Gold Spun by Brandie June

My Rating: 4 stars

Many thanks to the author, CamCat Books, and Wunderkind PR for the review copy!

Gold Spun is a YA retelling of “Rumpelstiltskin.” When con-artist Nor is given golden thread by a faerie in return for saving his life, she spins a plan to get money by tricking people into thinking ordinary straw can be turned into gold. The soon-to-be king, Casper, comes across her and, knowing it is a con, announces that if she can spin the straw into gold, he will marry her. I won’t say much on the book as a retelling here because I intend to write a full post on it. But I will say that I enjoyed June’s take on the fairy tale, especially the motives she added for several characters.

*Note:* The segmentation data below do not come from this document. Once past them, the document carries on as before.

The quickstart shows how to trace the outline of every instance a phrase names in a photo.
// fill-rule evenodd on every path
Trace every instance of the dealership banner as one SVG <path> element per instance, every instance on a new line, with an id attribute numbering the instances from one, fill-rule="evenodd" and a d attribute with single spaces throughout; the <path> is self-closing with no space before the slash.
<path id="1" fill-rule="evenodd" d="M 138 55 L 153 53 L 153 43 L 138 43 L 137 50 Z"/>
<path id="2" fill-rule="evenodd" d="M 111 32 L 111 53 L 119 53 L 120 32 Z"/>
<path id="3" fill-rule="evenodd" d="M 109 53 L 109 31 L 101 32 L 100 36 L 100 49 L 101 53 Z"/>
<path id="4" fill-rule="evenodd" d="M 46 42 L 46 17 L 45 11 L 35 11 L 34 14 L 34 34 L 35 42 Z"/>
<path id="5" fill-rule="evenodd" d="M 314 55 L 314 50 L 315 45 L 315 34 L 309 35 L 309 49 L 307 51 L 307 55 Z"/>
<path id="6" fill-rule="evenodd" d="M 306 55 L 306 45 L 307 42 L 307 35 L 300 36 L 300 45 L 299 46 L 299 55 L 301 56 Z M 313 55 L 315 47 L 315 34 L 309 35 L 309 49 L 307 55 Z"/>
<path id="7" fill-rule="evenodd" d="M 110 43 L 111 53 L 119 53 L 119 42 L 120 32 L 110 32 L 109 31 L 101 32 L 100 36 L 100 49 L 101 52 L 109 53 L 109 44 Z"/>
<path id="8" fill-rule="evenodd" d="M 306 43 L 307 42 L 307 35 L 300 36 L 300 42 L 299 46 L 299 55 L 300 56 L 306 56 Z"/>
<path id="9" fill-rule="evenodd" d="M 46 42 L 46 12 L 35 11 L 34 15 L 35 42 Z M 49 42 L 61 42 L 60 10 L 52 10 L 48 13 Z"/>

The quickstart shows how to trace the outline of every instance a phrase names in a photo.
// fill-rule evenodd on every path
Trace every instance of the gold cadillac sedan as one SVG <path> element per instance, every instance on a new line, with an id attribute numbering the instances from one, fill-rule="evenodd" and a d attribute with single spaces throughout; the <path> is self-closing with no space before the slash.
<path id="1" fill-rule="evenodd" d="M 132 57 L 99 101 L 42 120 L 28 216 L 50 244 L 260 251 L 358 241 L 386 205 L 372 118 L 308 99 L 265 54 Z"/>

Nor is the biggest highlight of the book. June states in her acknowledgements that she felt it was high time the miller’s daughter of the tale got some agency. I fully agree, and June does an excellent job providing this. Nor is smart and scrappy with a devious mind that she uses to provide for her three brothers. She isn’t always a good person; I mean, she is a con-artist and thief, after all! But she’s not a bad person, just a flawed human being trying to keep her family alive. It makes her quite relatable. Her narrative voice is quick, fun, and an overall joy to read. And I loved her relationship with Casper and the way it develops. It doesn’t feel rushed or insta-lovey, which is also appreciated.

June has also created an interesting fantasy world and done it all without info dumps. We learn about the world through conversations that feel entirely natural. Casper and the other nobles discuss politics, Nor’s outlook is colored by living through the destruction of her town during a war, and we get glimpses of religion in a coronation ceremony. And the magic is great! It all felt seamless, and I’m excited to see more of this world in the sequel the ending seems to promise.

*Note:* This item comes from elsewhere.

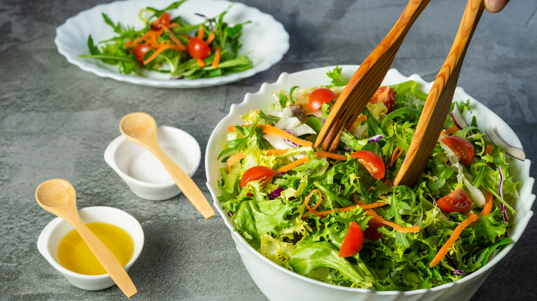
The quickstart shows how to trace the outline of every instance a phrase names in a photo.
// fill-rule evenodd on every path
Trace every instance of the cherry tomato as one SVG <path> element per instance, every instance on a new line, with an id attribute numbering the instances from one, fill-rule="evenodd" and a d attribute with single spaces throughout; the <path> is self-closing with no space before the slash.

The middle of the book did feel a bit lacking. It mostly deals with Nor adjusting to court life and forming a relationship with Casper, both of which are important for her development as a character. However, it doesn’t have the tension of the first part, with Nor facing exile if she can’t somehow turn ordinary straw into gold, or the action-filled finale. I just felt there needed to be a little more there, some kind of conflict other than the pettiness of court ladies.

Overall, Gold Spun is a fascinating take on a well-known fairy tale and an overall enjoyable read. I’m looking forward to the sequel!